The inside of a former Wells Fargo bank bustled with activity. Headquarters staff hurried back and forth, while others watched on screens. In the center of all the hushed speech and clicking shoes was the main situational map. Marshal Liang with his Chief of Staff studied the computer images.

“The Americans are putting up much stiffer resistance than expected,” Ping said.

Liang couldn’t believe this. Army Group C seemed to have hit the Great Wall of Second Tank Army. The Jefferson tanks darted forward against the T-66s as if the American commander didn’t care about losses. For the first time in battle, the Americans were living up to their legendary image of vast expenditures of firepower. Missiles in abundance, artillery shells like a downpour and massed tank cannons roaring as if they were ancient dragons roused from sleep hit his force.

In stunned silence, Liang watched the computer map. The Second Tank Army chewed through his hastily formed Army Group C. It was like throwing wood into a blazing furnace.
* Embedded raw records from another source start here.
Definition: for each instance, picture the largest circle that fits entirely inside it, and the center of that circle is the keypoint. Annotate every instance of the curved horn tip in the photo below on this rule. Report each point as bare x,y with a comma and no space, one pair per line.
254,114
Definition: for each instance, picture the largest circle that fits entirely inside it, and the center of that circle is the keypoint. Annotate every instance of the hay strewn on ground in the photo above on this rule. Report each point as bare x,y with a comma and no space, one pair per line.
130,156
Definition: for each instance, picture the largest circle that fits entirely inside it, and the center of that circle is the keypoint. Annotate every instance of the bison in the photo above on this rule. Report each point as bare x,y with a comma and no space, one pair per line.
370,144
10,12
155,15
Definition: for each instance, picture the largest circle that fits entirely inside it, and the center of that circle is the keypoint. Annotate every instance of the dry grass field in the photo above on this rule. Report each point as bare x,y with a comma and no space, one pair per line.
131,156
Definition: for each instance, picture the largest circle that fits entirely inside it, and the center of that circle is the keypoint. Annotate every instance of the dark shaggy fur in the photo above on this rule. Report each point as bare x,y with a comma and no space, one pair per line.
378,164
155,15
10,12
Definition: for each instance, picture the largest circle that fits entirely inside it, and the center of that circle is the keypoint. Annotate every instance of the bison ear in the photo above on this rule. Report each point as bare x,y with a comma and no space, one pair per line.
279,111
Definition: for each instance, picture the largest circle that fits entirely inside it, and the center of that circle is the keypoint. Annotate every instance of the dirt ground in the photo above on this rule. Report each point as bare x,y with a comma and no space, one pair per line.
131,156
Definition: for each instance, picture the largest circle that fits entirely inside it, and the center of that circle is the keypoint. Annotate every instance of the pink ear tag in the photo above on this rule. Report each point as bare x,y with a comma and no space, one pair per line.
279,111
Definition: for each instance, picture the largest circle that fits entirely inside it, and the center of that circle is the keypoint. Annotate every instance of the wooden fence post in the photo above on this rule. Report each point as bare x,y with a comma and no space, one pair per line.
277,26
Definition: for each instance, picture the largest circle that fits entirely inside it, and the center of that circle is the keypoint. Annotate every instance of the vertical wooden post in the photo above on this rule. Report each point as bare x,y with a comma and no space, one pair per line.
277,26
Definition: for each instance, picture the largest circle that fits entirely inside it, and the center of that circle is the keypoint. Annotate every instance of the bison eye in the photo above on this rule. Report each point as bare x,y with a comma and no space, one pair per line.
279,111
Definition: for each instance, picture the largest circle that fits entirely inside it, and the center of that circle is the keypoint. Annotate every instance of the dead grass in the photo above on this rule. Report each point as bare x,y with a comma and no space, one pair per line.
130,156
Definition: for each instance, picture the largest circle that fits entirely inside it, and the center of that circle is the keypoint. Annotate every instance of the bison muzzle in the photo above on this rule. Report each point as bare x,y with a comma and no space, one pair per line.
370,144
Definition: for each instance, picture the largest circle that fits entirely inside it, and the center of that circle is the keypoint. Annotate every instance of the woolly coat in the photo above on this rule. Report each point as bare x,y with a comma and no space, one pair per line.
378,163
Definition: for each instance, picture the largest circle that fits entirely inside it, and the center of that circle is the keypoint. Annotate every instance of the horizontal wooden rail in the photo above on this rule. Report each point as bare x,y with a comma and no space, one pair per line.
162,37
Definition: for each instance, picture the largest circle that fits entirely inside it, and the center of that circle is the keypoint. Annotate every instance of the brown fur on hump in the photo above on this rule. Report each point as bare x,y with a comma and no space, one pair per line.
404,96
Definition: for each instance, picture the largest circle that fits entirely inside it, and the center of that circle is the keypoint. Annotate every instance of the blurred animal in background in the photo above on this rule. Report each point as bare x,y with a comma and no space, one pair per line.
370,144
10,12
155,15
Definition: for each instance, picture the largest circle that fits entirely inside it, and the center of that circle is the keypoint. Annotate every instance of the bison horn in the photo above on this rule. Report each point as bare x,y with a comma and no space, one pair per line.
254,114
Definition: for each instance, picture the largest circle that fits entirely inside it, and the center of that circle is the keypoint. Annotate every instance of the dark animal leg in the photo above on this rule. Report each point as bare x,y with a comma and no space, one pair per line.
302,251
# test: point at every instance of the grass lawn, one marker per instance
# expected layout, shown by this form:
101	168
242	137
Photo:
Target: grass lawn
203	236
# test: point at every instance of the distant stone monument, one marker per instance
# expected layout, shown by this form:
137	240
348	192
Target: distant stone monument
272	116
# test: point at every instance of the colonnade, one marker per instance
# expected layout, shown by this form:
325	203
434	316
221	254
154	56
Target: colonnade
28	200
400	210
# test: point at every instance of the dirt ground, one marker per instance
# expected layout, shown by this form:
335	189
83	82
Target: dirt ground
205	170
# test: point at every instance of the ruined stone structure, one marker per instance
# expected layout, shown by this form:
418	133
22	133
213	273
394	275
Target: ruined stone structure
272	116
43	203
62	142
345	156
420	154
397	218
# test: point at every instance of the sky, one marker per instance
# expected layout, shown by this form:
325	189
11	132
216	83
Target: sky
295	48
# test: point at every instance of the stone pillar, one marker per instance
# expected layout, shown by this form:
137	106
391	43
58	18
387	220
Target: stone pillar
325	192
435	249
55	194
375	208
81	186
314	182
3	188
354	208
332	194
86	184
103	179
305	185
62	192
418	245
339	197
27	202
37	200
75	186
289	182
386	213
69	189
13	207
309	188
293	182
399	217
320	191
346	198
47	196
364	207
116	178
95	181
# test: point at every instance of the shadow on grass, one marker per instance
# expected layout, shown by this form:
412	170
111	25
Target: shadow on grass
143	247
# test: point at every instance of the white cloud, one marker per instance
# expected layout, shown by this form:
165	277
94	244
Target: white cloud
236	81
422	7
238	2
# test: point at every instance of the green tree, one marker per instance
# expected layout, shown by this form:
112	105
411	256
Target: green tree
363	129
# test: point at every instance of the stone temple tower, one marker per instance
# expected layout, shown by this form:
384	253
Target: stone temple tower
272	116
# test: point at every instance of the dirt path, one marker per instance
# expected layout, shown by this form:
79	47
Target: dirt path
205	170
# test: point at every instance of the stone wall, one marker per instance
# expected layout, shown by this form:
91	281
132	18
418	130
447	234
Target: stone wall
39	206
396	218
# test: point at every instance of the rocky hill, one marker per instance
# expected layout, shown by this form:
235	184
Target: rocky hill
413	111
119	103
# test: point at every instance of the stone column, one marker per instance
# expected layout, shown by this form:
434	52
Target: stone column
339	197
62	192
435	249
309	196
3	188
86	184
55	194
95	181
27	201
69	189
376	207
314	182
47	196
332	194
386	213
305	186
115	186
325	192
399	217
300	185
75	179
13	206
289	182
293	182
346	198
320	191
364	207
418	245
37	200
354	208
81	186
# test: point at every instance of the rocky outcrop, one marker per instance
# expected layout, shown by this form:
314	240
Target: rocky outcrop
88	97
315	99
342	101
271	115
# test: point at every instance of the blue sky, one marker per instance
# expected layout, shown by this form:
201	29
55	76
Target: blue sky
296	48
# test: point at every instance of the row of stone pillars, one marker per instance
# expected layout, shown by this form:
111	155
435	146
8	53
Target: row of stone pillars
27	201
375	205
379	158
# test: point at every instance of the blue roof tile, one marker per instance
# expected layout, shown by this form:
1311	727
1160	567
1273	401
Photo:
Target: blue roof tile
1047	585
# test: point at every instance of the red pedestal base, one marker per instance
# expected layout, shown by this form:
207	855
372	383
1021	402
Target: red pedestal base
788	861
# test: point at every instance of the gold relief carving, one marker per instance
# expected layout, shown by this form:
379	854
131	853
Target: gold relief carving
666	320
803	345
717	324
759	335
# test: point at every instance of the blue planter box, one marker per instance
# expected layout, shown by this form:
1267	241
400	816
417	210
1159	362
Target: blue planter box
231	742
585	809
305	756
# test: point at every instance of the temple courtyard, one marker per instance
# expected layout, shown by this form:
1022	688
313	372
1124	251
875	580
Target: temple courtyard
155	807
“I’m beginning to believe the Americans have put everything they have against Army Group C,” Ping said.

Liang’s eyes blurred red from having studied hundreds of different Intelligence reports. He recalled one strange paper that spoke about vast dummy emplacements to the north of Colorado Springs. Other reports had impressed Liang with the American ability to erect a defensive line in days. Had the Americans been so bold as to use everything against one side of his assault?

The enemy had the interior position. He could shift from side to side. Was the strange report correct whose writer had insisted little stood against the Tenth and Fifteenth Armies?

“We must light a fire under Army Group A,” Liang said, speaking as if coming out of a deep sleep.

A man ran to Chief of Staff Ping and handed him a note. Ping read it and looked up.

“What is it?” Liang asked with a sick feeling in his stomach.

“The Behemoths, sir,” Ping said. “We’ve finally found out where they’re hidden.”

“Where?” asked Liang. “Put it on the map.”

Ping adjusted a set of controls. Red images appeared to the east of 5th Division, the easternmost formation of Tenth Army.

“The Behemoths are flanking us,” Liang said. “They’ve put themselves badly out of position.”